As to this salvation, the prophets who prophesied of the grace that would come to you made careful searches and inquiries, seeking to know what person or time the Spirit of Christ within them was indicating as He predicted the sufferings of Christ and the glories to follow. It was revealed to them that they were not serving themselves, but you, in these things which now have been announced to you through those who preached the gospel to you by the Holy Spirit sent from heaven—things into which angels long to look.

Verse 3. The Gospel transforms us into a new birth of living hope. At new birth our life path changes significantly from death toward life. The irony of life is that everything living is moving toward Birth certified by the Empty tomb and eagerly anticipates the New Home.

Verse 4. The Gospel is the initiation of receiving permanent inheritance. Israel's inheritance, The Promised Land of Canaan, had become spoiled, faded, and tarnished by the sin of generations of conquering peoples: Assyrians, Babylonians, Greeks, and Romans. Our future inheritance kept in heaven for us has no sin residue.

Verse 5. The Gospel invokes God's powerful protection. Our salvation from beginning to end is protected by God himself. Salvation is given in mercy, kept in heaven, shielded by God's power. Salvation is something that God gives, keeps, and protects.

Verse 6. The Gospel is reason enough for rejoicing. This passage shifts from an understanding of our future salvation to our emotion of our present lives. Our living hope helps us look beyond the grief of our present trials. Paradox of the Christian faith is that suffereing and trials GROW our faith.

James 1:2-4. "Consider it pure joy my brothers when you face trials of many kinds because you know that the testing of your faith produces perseverance. Perseverance must finish its work so that you may be perfect not lacking in anything."

Romans 5:3-5. "... but we also rejoice in our sufferings, because we know that suffering produces perseverance, perseverance character, and character hope. And hope does not disappoint us, because God has poured out his love into our hearts by the Holy Spirit, whom he has given us."

Verse 7. The Gospel is more valuable than gold. Gold has represented material security and genuiness throughout civilization. Trials make our faith more valuable which is the reason the Gospel is always greater than our present trials.

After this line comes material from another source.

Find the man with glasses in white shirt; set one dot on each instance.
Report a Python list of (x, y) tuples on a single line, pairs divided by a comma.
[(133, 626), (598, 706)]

Your guaranteed future outweighs your current trials. Trials from outside ourselves cannot diminish the deep-rooted joy of our living hope that Christ dwells within us.

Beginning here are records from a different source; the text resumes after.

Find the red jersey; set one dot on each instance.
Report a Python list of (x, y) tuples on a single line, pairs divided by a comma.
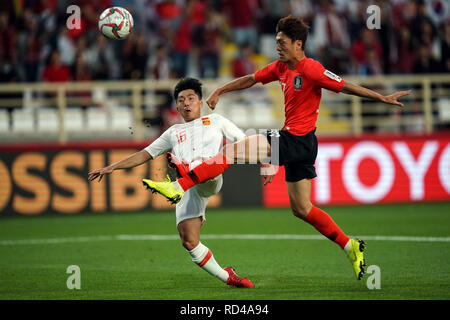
[(302, 88)]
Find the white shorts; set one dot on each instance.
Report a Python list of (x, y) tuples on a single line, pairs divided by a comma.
[(194, 201)]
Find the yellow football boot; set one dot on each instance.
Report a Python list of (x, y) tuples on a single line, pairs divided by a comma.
[(165, 188), (356, 257)]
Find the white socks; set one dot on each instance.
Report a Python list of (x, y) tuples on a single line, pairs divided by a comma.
[(348, 246), (203, 257)]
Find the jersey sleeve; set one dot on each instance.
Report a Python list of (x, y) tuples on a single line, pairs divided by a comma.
[(267, 74), (160, 145), (323, 77), (231, 131)]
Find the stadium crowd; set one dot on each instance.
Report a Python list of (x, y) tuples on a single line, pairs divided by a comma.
[(172, 35)]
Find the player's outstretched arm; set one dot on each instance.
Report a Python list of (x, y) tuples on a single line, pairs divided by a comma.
[(356, 90), (236, 84), (131, 161)]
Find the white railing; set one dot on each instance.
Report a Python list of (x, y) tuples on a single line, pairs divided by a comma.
[(125, 104)]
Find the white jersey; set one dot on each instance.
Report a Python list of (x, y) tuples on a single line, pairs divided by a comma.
[(195, 141)]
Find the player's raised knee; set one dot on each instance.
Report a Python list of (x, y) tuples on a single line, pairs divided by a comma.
[(189, 244)]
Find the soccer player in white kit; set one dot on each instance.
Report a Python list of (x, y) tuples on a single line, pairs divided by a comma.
[(192, 142)]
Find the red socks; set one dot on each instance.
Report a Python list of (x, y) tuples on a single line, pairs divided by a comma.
[(208, 169), (325, 225)]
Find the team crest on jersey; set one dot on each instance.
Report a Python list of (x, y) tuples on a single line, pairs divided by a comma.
[(206, 121), (331, 75), (298, 82)]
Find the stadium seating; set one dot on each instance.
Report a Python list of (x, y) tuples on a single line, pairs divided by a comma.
[(4, 121), (74, 118), (121, 119), (47, 120), (97, 119), (23, 121)]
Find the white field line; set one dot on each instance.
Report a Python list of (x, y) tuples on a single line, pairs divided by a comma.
[(154, 237)]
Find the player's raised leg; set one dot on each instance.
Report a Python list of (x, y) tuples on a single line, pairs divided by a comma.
[(189, 231), (299, 197), (252, 149)]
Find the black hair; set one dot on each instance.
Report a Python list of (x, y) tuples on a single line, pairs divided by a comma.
[(188, 83), (293, 28)]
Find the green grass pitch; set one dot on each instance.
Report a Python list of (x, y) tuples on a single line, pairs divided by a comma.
[(34, 267)]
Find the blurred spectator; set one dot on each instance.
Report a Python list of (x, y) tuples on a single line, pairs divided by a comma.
[(8, 38), (371, 65), (242, 16), (102, 60), (66, 46), (210, 47), (445, 48), (425, 62), (243, 63), (272, 11), (56, 71), (366, 43), (195, 30), (159, 64), (300, 8), (80, 70), (182, 44), (405, 56), (30, 47), (135, 57), (330, 38)]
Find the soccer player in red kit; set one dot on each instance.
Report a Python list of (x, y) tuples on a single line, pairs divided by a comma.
[(301, 80)]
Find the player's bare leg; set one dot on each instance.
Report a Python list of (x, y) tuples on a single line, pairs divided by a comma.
[(299, 197), (189, 231)]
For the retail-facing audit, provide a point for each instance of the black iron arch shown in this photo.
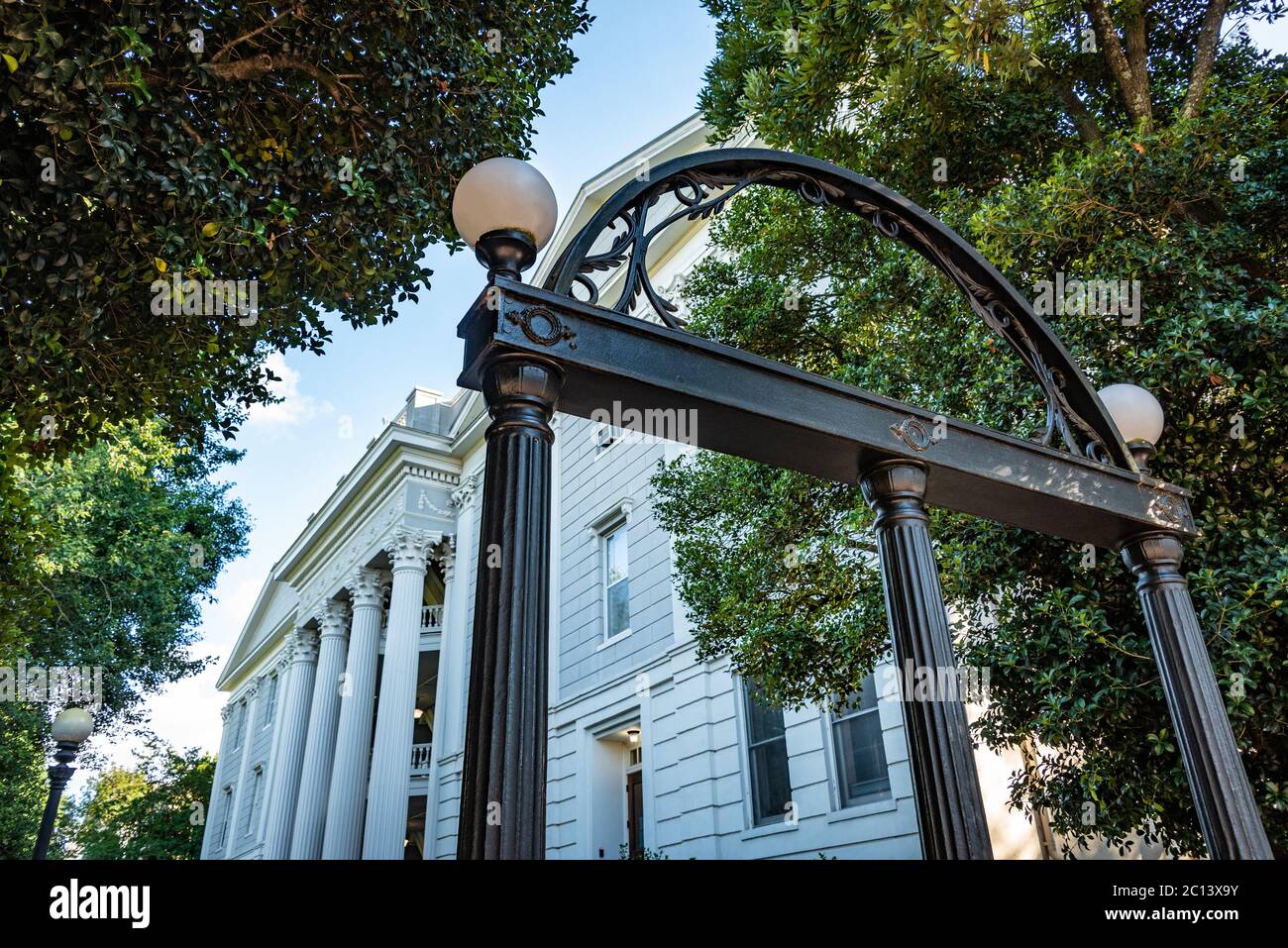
(703, 183)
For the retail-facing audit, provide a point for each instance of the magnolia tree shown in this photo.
(1124, 166)
(184, 187)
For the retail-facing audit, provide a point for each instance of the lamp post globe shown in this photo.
(1138, 417)
(72, 725)
(71, 728)
(506, 210)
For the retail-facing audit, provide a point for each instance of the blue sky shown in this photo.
(638, 73)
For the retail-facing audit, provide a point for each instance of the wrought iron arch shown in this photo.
(704, 181)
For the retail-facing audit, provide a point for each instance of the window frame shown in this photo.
(270, 699)
(230, 817)
(240, 733)
(257, 798)
(605, 533)
(751, 746)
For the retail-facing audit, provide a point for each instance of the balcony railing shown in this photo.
(420, 755)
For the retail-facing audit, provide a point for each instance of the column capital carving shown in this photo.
(464, 494)
(446, 557)
(365, 586)
(304, 647)
(333, 618)
(410, 549)
(1154, 554)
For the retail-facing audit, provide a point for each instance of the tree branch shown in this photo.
(1082, 117)
(1134, 95)
(1210, 35)
(223, 52)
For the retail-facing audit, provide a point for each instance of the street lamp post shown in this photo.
(69, 730)
(1083, 478)
(506, 211)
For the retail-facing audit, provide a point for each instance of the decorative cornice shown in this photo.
(446, 557)
(424, 502)
(304, 647)
(365, 587)
(333, 618)
(408, 549)
(464, 494)
(420, 471)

Verse 8. The Gospel anchors our love, faith and joy. Peter was in awe of the believers' faith and love in Christ despirte their lack of first hand personl experience with him.

Verse 9. The Gospel is never something we grow past but something we grow deeper into until completely changed by it. The goal of our salvation is new birth in the past, shielded by God in the present, and incomparable inheritance in the future. The goal of our salvation is accomplished when we see Jesus at his return or at our death.

Verse 10. The Gospel was the sought-after yet unattained experience of the Prophets. The prophets had a message for their original audience but they knew the fullfillment of their message was for a future audience, us.

Verse 11. The Gospel is fascinating to angels. The word translated "long to look" gives the poetic picture of angels learning out over heaven tryhing to see what his salvation of grace is all about.